Study: Burgers made from insects is a sustainable – and appetizing -- alternative

Scientists believe they have successfully found an alternative to meat, but one ingredient might take away your appetite. 

“If you’ve ever seen those survivor shows you know that insects provide good protein,” said FOX 13’s Dave Osterberg. 

Natalie Rubio, a doctoral student and research assistant at Tufts University, came up with a way to create insect meat using just insect cells. 

Insect’s cells, not the whole insect, can be used to create muscle and fat to be used to make food. 

“So, we end up with muscle and fat tissue without the legs, the eyes and the crunchy bits,” explained Osterberg. 

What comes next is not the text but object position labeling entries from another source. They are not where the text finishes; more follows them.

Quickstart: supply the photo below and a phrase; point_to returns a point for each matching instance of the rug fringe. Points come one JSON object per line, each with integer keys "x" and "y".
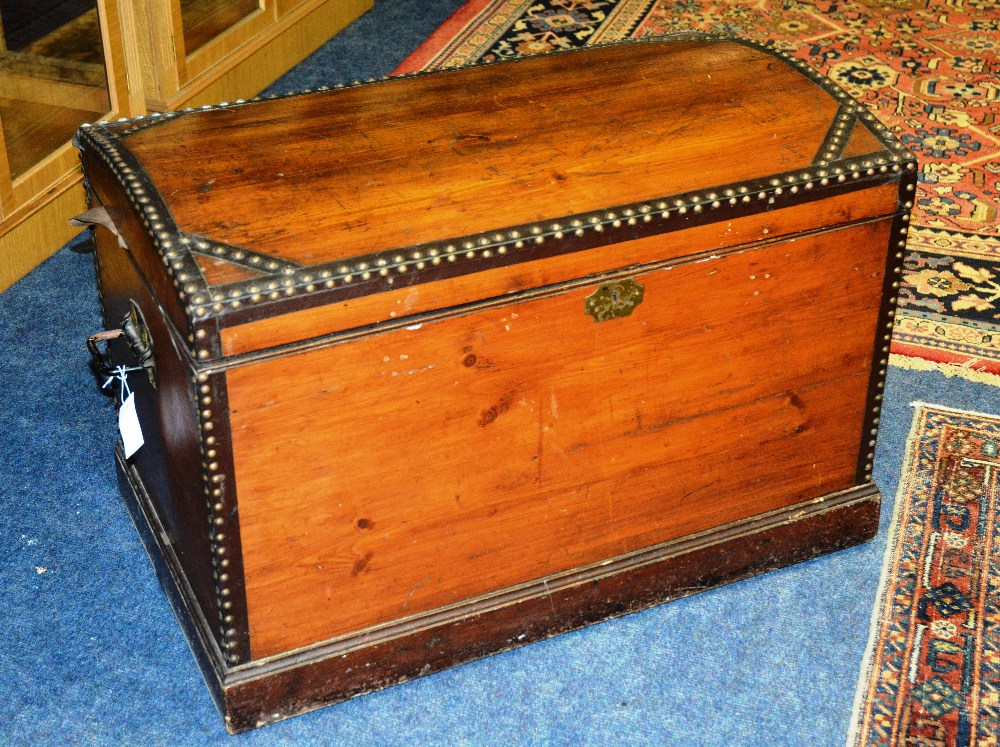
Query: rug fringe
{"x": 948, "y": 369}
{"x": 854, "y": 733}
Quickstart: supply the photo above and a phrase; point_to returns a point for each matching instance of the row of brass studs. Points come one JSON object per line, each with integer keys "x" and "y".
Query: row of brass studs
{"x": 214, "y": 486}
{"x": 128, "y": 126}
{"x": 836, "y": 140}
{"x": 389, "y": 265}
{"x": 897, "y": 246}
{"x": 263, "y": 263}
{"x": 190, "y": 283}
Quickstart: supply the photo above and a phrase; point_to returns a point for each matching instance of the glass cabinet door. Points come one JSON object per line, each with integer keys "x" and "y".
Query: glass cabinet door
{"x": 204, "y": 20}
{"x": 52, "y": 77}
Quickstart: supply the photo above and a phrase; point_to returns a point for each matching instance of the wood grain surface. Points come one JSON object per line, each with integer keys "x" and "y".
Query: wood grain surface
{"x": 317, "y": 321}
{"x": 335, "y": 175}
{"x": 403, "y": 471}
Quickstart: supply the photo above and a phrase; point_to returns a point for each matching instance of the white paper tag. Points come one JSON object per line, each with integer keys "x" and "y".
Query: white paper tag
{"x": 128, "y": 424}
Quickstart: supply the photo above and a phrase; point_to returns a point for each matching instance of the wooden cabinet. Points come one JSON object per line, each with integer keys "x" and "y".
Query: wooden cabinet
{"x": 65, "y": 62}
{"x": 61, "y": 64}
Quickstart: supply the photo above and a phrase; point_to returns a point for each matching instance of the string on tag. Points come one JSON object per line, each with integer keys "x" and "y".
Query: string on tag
{"x": 120, "y": 374}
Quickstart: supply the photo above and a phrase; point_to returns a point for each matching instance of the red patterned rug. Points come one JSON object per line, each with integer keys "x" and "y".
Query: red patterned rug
{"x": 932, "y": 671}
{"x": 930, "y": 69}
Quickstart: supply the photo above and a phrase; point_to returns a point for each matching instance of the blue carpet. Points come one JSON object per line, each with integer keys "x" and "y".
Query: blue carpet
{"x": 91, "y": 653}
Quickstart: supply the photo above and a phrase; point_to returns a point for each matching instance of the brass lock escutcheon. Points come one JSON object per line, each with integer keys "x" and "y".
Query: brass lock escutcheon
{"x": 134, "y": 331}
{"x": 614, "y": 300}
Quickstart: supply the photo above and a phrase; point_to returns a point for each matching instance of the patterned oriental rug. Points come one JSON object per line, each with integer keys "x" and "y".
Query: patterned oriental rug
{"x": 932, "y": 670}
{"x": 930, "y": 69}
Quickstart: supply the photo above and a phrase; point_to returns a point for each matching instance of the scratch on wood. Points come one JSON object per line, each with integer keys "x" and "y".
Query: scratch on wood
{"x": 414, "y": 590}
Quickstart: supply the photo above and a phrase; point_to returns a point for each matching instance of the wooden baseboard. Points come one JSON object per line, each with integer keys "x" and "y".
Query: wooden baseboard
{"x": 258, "y": 693}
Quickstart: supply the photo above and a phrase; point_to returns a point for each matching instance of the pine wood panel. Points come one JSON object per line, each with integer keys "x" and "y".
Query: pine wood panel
{"x": 411, "y": 161}
{"x": 325, "y": 319}
{"x": 404, "y": 471}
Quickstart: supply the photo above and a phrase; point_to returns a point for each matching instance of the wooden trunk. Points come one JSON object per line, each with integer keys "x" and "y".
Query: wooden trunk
{"x": 452, "y": 362}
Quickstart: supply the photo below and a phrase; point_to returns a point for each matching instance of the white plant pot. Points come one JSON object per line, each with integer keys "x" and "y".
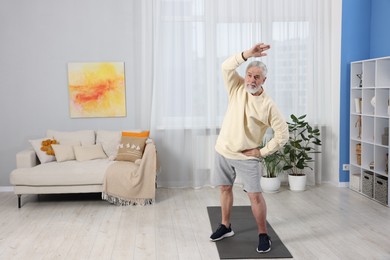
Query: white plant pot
{"x": 297, "y": 183}
{"x": 270, "y": 185}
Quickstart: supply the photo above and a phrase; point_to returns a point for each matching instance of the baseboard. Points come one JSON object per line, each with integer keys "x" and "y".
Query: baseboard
{"x": 6, "y": 188}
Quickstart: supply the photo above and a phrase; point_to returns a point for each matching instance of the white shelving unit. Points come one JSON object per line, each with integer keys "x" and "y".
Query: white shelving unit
{"x": 369, "y": 128}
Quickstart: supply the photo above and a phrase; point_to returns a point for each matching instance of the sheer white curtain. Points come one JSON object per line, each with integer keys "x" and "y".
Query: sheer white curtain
{"x": 191, "y": 39}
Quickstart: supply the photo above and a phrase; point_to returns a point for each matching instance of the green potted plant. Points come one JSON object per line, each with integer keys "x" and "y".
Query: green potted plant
{"x": 298, "y": 150}
{"x": 272, "y": 167}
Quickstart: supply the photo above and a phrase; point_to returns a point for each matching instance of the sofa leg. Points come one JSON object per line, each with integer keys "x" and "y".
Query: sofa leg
{"x": 19, "y": 201}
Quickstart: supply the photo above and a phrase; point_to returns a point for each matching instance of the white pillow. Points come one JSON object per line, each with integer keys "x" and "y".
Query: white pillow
{"x": 63, "y": 152}
{"x": 89, "y": 152}
{"x": 110, "y": 141}
{"x": 42, "y": 156}
{"x": 85, "y": 137}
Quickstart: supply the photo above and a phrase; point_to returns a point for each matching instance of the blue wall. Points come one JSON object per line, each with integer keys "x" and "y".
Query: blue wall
{"x": 365, "y": 35}
{"x": 380, "y": 31}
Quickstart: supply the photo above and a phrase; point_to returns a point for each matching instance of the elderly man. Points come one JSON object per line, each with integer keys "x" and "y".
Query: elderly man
{"x": 249, "y": 114}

In a study in Frontiers in Sustainable Food Systems, Rubio predicts that the consumers will be excited about the impact the new sustainable meat could have on the environment. 

“Instead of cells growing inside of animals and then slaughtering the animals to get meat, we recreate the conditions, outside of the animal, that cells need to grow into muscle and fat tissue, which is meat,” Rubio told NexusMedia. “We take small amounts of tissue — think sesame seed sized — from donor animals, in my case, insects, and isolate the cells within the pieces of tissue that are able to multiply to create more cells.”

Manufacturers of some drugs, vaccines and insecticides have already began using this process -- they expand the fat tissue and muscle. For burgers, the final product has a similar texture to real meat, like beef. 

“If it tastes exactly like what you’re used to and what you like to eat, why not?” Dave added. “Cheese makes everything taste good.”